Available log levels are "TRACE", "DEBUG", "INFO", "SUCCESS", "WARNING", "ERROR", "CRITICAL".

Log outputs can be filtered either by settings a minimum level or by regex. The minimum level is configured in kfactory.config.logfilter.level. Instead of configuring it through python, it can also be configured from an environment variable. By default the log level is set to "INFO", so anything below "INFO" is not output. This can be configured either by setting the level in python, through dotenv (untested), or through environment variables.

Logging Function Minimum kfactory.config.logfilter.level
kfactory.logger.trace TRACE
kfactory.logger.debug DEBUG
kfactory.logger.info INFO
kfactory.logger.success SUCCESS
kfactory.logger.warning WARNING
kfactory.logger.error ERROR
kfactory.logger.critical CRITICAL

Alternatively kfactory.logger.log(level: str | int, message: str) can be used.

Setting the loglevel through environment:

Linux/MacOS
export KFACTORY_LOGFILTER_LEVEL="DEBUG"

This can of course also been set one time (under Linux/MacOS): KFACTORY_LOGFILTER_LEVEL="DEBUG" python my_file.py

Windows
setx KFACTORY_LOGFILTER_LEVEL="DEBUG"

Using loguru to give more comprehensive Traceback

loguru's logger offers a catch decorator to catch Exceptions and give a more conprehensive Traceback.

import kfactory as kf


@kf.logger.catch
def test(x: int) -> None:
    if x != 42:
        raise ValueError(f"x is not 42, it's {x}")
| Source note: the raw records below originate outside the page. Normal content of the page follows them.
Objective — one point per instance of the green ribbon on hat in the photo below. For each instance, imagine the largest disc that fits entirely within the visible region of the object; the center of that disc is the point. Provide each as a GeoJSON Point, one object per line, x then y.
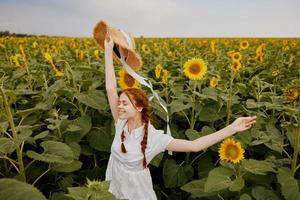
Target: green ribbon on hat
{"type": "Point", "coordinates": [145, 82]}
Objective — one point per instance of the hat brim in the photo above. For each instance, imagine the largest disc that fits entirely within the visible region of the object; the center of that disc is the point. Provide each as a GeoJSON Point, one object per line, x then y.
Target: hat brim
{"type": "Point", "coordinates": [102, 29]}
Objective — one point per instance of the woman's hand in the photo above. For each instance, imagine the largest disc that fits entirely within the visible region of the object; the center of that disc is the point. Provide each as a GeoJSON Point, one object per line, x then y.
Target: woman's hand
{"type": "Point", "coordinates": [242, 123]}
{"type": "Point", "coordinates": [108, 44]}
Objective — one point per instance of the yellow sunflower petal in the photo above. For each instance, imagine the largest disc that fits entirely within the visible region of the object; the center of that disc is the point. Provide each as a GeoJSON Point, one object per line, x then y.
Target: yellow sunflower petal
{"type": "Point", "coordinates": [231, 151]}
{"type": "Point", "coordinates": [195, 69]}
{"type": "Point", "coordinates": [127, 81]}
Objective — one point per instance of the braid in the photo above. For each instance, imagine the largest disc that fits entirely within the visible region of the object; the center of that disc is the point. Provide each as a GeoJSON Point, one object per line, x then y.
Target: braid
{"type": "Point", "coordinates": [145, 119]}
{"type": "Point", "coordinates": [139, 99]}
{"type": "Point", "coordinates": [122, 145]}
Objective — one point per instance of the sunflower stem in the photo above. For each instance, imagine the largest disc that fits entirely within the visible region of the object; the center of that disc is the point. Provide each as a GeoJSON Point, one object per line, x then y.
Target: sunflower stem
{"type": "Point", "coordinates": [296, 150]}
{"type": "Point", "coordinates": [193, 120]}
{"type": "Point", "coordinates": [229, 99]}
{"type": "Point", "coordinates": [21, 169]}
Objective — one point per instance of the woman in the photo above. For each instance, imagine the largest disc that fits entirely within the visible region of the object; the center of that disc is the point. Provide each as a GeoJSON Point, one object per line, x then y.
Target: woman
{"type": "Point", "coordinates": [137, 142]}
def run_test(x: int) -> None:
    return test(x)


run_test(42)
run_test(20)

This will produce a traceback with infos about the values:

2023-05-31 17:56:45.816 | INFO     | kfactory.conf:__init__:105 - LogLevel: INFO
2023-05-31 17:56:45.890 | ERROR    | __main__:run_test:11 - An error has been caught in function 'run_test', process 'MainProcess' (28352), thread 'MainThread' (139734375601984):
Traceback (most recent call last):

  File "/home/sgoeldi/repos/kfactory/test.py", line 15, in <module>
    run_test(20)
    └ <function run_test at 0x7f15c421f100>

> File "/home/sgoeldi/repos/kfactory/test.py", line 11, in run_test
    return test(x)
           │    └ 20
           └ <function test at 0x7f16717d13a0>

  File "/home/sgoeldi/repos/kfactory/test.py", line 7, in test
    raise ValueError(f"x is not 42, it's {x}")

Jupyter Widget

By default kfactory will provide an interactive Jupyter widget for notebooks. The widget is not very performant and might impact performance for larger notebooks. Instead of the widget a simple IPython.Image may be used. It can be configured in kfactory.config.display_type. Available options are widget or image. The docs for example use image as the interactive widget won't work in a standard html page.

Similar to the log level this may also be configured through dotenv or an env variable. export KFACTORY_DISPLAY_TYPE="image" will set it to display as image by default.